Floup grinned and poured the black liquor into the traditional phallic drinking vessel and gently pushed it towards the man. Leaning in close the, the stranger peeled back his face mask revealing row after row of razor sharp off-world combat teeth. He had no way of knowing Floup was a odontophobic so it really was just one of those weird coincidences typical of a space saloon.

"Put the choppers away mister, can't you see my friend here is odontophobic?" Said the ale-swigger from the corner. Floup looked stunned, how could this guy have known about his odontophobia? Unless... "Bodega..." said the tooth guy, grimacing.

"It is you Bodega!" said Floup, turning, he had not recognized his old compadre, and cursed himself for it. Bodega always had money, and he could have charged 5 skrells for the ales instead of 3, then it dawned on Floup. If Bodega was here, and these four guys were here, then it could only mean one thing, there was about to be one flarve of a good fight.

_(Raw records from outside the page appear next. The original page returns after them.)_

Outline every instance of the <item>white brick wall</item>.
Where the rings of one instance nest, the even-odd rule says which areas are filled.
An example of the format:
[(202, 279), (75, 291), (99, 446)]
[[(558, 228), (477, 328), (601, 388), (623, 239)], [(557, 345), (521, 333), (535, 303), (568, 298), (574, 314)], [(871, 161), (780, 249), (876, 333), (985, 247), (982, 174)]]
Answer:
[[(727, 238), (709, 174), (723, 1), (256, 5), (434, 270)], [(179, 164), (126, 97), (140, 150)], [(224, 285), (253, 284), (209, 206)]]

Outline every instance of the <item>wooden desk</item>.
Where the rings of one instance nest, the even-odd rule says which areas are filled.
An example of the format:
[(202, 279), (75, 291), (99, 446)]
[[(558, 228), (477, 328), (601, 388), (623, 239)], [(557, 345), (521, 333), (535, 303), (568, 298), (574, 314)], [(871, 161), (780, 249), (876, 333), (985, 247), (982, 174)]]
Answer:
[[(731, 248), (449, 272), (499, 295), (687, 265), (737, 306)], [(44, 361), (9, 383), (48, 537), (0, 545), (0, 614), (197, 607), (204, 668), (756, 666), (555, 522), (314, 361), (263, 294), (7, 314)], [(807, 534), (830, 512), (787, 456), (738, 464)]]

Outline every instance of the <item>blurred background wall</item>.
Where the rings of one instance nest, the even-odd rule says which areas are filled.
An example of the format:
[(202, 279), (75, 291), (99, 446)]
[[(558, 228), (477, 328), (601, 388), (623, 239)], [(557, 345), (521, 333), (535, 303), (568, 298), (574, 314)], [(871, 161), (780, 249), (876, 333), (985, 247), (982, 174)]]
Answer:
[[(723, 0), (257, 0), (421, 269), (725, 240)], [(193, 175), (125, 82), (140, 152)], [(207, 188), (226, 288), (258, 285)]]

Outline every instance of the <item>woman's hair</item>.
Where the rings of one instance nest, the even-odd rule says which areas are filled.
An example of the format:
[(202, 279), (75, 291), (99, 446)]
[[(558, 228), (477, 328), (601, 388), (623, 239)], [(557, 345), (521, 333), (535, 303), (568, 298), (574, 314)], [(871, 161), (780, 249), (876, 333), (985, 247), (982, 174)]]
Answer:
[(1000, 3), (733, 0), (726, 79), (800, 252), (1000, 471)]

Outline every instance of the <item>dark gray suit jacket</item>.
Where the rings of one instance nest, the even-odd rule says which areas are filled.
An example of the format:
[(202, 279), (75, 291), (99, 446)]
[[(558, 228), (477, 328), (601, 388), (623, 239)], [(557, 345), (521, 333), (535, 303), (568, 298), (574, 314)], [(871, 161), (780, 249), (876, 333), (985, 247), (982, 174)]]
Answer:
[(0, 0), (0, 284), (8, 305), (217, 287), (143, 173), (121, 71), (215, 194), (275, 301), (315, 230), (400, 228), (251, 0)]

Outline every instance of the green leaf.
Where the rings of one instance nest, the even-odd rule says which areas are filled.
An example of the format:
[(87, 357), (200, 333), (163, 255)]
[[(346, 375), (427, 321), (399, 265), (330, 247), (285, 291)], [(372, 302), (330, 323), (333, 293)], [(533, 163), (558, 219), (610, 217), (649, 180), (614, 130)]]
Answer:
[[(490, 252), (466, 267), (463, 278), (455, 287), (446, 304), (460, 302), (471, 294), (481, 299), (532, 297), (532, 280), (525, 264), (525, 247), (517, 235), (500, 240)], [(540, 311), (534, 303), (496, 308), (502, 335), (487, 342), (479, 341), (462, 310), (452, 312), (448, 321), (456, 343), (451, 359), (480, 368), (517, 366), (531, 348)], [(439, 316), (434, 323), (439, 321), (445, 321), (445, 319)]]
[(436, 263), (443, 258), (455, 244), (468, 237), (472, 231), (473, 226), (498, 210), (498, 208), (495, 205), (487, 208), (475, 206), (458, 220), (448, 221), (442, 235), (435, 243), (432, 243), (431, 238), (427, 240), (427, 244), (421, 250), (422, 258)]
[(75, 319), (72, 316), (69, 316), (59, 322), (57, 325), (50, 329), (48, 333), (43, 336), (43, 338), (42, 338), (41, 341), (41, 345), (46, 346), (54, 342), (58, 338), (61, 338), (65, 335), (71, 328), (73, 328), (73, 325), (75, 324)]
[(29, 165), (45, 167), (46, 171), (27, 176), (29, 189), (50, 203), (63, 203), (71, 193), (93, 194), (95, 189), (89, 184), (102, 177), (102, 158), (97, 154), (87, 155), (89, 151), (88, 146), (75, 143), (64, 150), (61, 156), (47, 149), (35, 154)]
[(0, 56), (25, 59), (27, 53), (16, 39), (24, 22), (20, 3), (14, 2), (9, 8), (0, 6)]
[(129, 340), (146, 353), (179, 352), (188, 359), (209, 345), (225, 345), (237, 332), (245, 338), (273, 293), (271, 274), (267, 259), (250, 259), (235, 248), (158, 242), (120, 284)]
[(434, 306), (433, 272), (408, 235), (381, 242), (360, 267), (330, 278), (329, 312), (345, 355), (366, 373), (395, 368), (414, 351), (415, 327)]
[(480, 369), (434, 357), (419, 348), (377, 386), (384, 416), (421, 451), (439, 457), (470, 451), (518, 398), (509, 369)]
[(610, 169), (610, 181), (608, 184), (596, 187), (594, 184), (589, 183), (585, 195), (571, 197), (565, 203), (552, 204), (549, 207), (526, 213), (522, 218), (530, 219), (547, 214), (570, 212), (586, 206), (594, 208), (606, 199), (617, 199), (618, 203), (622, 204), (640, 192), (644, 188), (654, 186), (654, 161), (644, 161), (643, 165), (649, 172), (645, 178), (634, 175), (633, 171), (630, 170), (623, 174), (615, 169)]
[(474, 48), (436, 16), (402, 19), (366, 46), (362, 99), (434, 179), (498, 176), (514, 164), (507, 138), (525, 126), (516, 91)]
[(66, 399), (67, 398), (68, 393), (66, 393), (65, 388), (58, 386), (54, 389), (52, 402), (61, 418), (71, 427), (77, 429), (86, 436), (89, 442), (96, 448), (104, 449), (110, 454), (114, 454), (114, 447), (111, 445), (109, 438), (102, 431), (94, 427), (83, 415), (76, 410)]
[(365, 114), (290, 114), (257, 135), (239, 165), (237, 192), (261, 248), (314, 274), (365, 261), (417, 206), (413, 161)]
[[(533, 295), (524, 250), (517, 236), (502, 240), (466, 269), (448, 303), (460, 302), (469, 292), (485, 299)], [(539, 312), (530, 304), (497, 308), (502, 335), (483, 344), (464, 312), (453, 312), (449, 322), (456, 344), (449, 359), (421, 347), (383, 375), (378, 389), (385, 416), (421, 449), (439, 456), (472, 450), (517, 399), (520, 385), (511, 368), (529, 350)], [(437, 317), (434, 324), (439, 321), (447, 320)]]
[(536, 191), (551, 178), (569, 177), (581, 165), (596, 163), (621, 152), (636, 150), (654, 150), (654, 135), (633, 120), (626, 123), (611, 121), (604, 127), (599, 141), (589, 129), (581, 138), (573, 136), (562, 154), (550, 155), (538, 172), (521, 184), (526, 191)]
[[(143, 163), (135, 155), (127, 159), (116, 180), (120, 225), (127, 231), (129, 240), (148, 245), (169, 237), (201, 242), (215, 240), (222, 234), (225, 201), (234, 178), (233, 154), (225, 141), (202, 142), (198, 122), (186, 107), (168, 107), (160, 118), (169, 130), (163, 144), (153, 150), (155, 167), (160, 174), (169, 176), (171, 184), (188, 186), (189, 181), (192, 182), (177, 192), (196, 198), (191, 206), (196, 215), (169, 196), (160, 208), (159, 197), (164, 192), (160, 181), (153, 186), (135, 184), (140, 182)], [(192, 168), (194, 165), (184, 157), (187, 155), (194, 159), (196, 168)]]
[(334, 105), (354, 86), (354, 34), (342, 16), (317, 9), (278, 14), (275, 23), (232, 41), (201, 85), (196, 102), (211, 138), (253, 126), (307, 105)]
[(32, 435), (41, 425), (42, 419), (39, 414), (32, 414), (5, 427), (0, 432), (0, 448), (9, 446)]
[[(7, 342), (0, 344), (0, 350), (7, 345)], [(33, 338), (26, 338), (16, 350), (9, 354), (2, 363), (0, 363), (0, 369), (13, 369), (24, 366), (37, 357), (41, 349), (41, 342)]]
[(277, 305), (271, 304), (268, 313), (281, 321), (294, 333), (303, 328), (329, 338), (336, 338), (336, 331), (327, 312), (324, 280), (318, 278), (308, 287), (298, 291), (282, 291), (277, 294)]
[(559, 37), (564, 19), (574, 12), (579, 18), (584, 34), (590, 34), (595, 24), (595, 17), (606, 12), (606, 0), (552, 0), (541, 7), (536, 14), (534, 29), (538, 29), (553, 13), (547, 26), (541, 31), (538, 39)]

"You're coming with us Bodega like it or not!" Said Chompers, smiling to show off his fancy nashers. Floup blinked hard, and when he opened up his eyes less than a second later, the four interlopers laid dead, and Bodega sat finishing the last of his ale, his famous Lazgun lay smoking atop the chrome bar.

"Great moons of Shaboth you ain't lost your touch boy!" Exclaimed Floup, "And you're still slower than a glorbwrom with the ales." Said Bodega, grinning.

He played the fight back in his mind, he'd seen the four fellows follow him of course and had calibrated his Lazgun to instantly pierce their Shrovian armour. Just as Chompers had turned to grin at Bodega, he had taken his shot, refracting the Lazgun beam off those shiny dentures to perfectly strike all three goon bars right in the heart, killing them instantly. Then to finish off the leader he simply angled the Lazgun up on the third in size in row five, lower, and turned the leader's brain into Vomainian swamp noodle soup.

"Bodega." Said Floup, grinning, "Yep." said Bodega, also grinning, but laconically. "Bo-de-ga." Said Floup, still grinning and nodding. "Uh-huh" said Bodega. "BO-DE-GA."Said Floup, still grinning. "Ok this is getting weird." Said Bodega, and he paid and left.